Nor is it just government. Trust in all other social institutions seems also to have fallen over the same period: in the press, the churches, the schools, the professions. What we are seeing here, in sum, is a sense of declining morality within the ruling class.
I fear this lack of confidence is probably justified: those on top have increasingly become immoral and self-seeking over this period. One might hypothesize that they were always this immoral, and the only difference is increased scrutiny. But I don't think the evidence supports this. In 1960, anyone of prominence in the US would at least have given lip service to the truth and importance of morality. Now, much conventional morality, and even at times the very idea of morality, is openly scorned among the gentry.
It is a very bad portent for the health of the US. The single greatest asset any society can have is a general confidence in the social contract; a basic trust, a gentlemen's code of conduct that need not be enforced by law. Losing it is the difference between America and, say, Paraguay.
If gentlemen cannot be counted upon to be gentlemen, no amount of law enforcement can make much difference.
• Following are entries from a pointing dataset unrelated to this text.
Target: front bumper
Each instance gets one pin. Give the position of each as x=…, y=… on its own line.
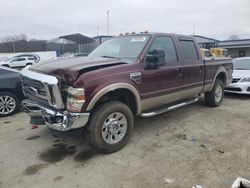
x=240, y=88
x=54, y=119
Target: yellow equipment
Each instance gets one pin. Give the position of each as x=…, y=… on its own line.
x=219, y=52
x=205, y=52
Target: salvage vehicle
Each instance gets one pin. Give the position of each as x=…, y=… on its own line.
x=219, y=52
x=19, y=62
x=241, y=76
x=11, y=93
x=135, y=75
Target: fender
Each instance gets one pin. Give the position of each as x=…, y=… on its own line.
x=220, y=70
x=113, y=87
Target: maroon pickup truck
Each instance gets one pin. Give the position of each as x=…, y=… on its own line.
x=135, y=75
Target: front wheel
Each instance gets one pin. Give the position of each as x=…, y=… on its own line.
x=216, y=95
x=110, y=127
x=9, y=104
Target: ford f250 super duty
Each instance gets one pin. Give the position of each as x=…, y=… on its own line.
x=135, y=75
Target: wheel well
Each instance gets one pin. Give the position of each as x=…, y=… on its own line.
x=123, y=95
x=222, y=76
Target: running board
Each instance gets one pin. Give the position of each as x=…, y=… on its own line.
x=163, y=110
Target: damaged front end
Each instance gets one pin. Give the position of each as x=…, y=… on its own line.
x=45, y=105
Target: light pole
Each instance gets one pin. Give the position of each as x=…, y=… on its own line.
x=107, y=22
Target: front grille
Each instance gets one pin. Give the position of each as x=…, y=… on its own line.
x=235, y=80
x=34, y=89
x=233, y=89
x=42, y=88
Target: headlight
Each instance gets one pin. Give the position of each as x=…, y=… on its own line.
x=245, y=79
x=75, y=99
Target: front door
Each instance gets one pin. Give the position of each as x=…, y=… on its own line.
x=160, y=86
x=193, y=68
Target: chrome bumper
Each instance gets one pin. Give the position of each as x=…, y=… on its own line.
x=57, y=120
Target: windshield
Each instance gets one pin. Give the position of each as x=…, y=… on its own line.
x=128, y=47
x=241, y=64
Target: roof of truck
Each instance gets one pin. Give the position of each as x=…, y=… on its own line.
x=159, y=33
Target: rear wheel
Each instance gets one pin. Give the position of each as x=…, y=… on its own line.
x=9, y=104
x=110, y=127
x=216, y=95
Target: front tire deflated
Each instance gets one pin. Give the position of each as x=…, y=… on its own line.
x=110, y=127
x=216, y=95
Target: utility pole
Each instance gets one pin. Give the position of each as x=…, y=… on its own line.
x=14, y=47
x=79, y=28
x=97, y=31
x=107, y=22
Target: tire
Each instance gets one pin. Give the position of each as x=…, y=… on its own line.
x=113, y=135
x=216, y=95
x=9, y=104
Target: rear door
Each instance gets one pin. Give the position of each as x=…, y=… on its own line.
x=160, y=86
x=193, y=69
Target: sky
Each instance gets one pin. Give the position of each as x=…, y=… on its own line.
x=48, y=19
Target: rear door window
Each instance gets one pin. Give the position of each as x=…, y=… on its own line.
x=188, y=50
x=167, y=44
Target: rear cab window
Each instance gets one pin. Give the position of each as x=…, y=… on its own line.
x=167, y=44
x=188, y=51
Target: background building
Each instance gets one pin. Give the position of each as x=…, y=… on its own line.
x=236, y=48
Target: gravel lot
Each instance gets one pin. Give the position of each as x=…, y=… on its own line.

For who then can trust the police?
If the majority of people believe those in control are merely out for themselves, this justifies them in turn in ignoring any rules that do not seem to be for their own personal benefit.
Society collapses into the primordial war of all against all.
In the meantime, any rival society that can do better than this is certain to conquer.
Perhaps the only thing that preserves America in its preeminence now is the equal or greater decadence of all visible competition.